Sophie est professeure des écoles en décharge de direction dans l'agglomération de Nancy. Contrairement au secondaire, il n'y a pas de personnel administratif, les professeurs-directeurs doivent tout gérer de front.
"C'est le 50ème protocole sanitaire, on n'en peut plus. On nous demande déjà de mettre en oeuvre ce qu'a dit Jean Castex hier soir (lundi 10 janvier) dans le JT ! Je suis en train de refaire tous les documents en urgence pour les autotests et les déclarations sur l'honneur des parents qui ne doivent plus rien y comprendre, c'est la catastrophe. J'ai 10.000 choses à gérer et je suis déjà épuisée".
Comme de nombreux enseignants du primaire Sophie sera en grève jeudi 13 janvier 2022 pour demander à travailler dans de meilleures conditions. Dans son groupe scolaire, tous les enseignants de maternelle seront en grève et la moitié dans l'élémentaire.
Un difficile suivi pédagogique
Jeanne est professeure de français dans un collège de Nancy, un quart de sa classe est absente entre les cas positifs à la Covid et les cas contacts.
"C’est compliqué d’assurer un suivi pédagogique avec des élèves tantôt absents, tantôt présents et des activités annulées car on doit éviter de mener des actions vivantes à cause des contacts rapprochés. Les parents sont très inquiets, ils nous bombardent de messages, on essaie de les rassurer mais je n’ai aucune certitude sur la possibilité de boucler le programme à cette heure".
Inquiète pour le suivi du programme, Jeanne l’est aussi quant à la motivation de ses élèves : "ils sont lassés de cette situation et cela a un impact sur leur motivation. Ils sont éteints et participent moins, le masque est un obstacle terrible".
Dans cette situation complexe, Jeanne affirme travailler double entre le télétravail et le travail en présentiel : "il faut rester positifs pour nos élèves, mais on a besoin de la reconnaissance qui va avec et des protections nécessaires".
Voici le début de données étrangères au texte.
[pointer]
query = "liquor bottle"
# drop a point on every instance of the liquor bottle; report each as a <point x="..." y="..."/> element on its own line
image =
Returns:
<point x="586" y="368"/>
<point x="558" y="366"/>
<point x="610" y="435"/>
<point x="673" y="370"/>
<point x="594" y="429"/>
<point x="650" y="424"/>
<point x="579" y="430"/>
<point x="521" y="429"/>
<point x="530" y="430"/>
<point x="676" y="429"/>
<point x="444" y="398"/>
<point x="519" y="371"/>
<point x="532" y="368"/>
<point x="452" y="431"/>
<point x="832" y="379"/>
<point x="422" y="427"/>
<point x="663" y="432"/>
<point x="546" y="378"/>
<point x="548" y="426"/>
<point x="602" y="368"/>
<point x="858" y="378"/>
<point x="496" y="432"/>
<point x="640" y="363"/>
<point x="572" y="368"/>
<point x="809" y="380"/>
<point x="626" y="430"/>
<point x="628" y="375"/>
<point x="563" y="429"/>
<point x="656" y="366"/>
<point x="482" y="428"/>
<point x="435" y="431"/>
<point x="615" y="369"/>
Toutes les fédérations de l'éducation Nationale appelent à la grève jeudi 13 décembre dans "une journée blanche", un appel unanime de toute la communauté éducative.
*Les prénoms ont été modifiés.
Les dernières modifications du protocole sanitaire
Les trois tests nécessaires pour rester à l'école si l'élève est cas contact sont désormais des autotests, plus besoin d'un antigénique ou d'un PCR pour le premier test.
Une seule attestation sur l'honneur des parents suffit.
Si votre enfant est cas contact, vous pouvez attendre la fin de la journée pour venir le chercher à l'école.
Des changements à la marge pour désengorger un peu les laboratoires pris d'assaut et alléger les écoles qui doivent vérifier et demander tous les documents chaque jour.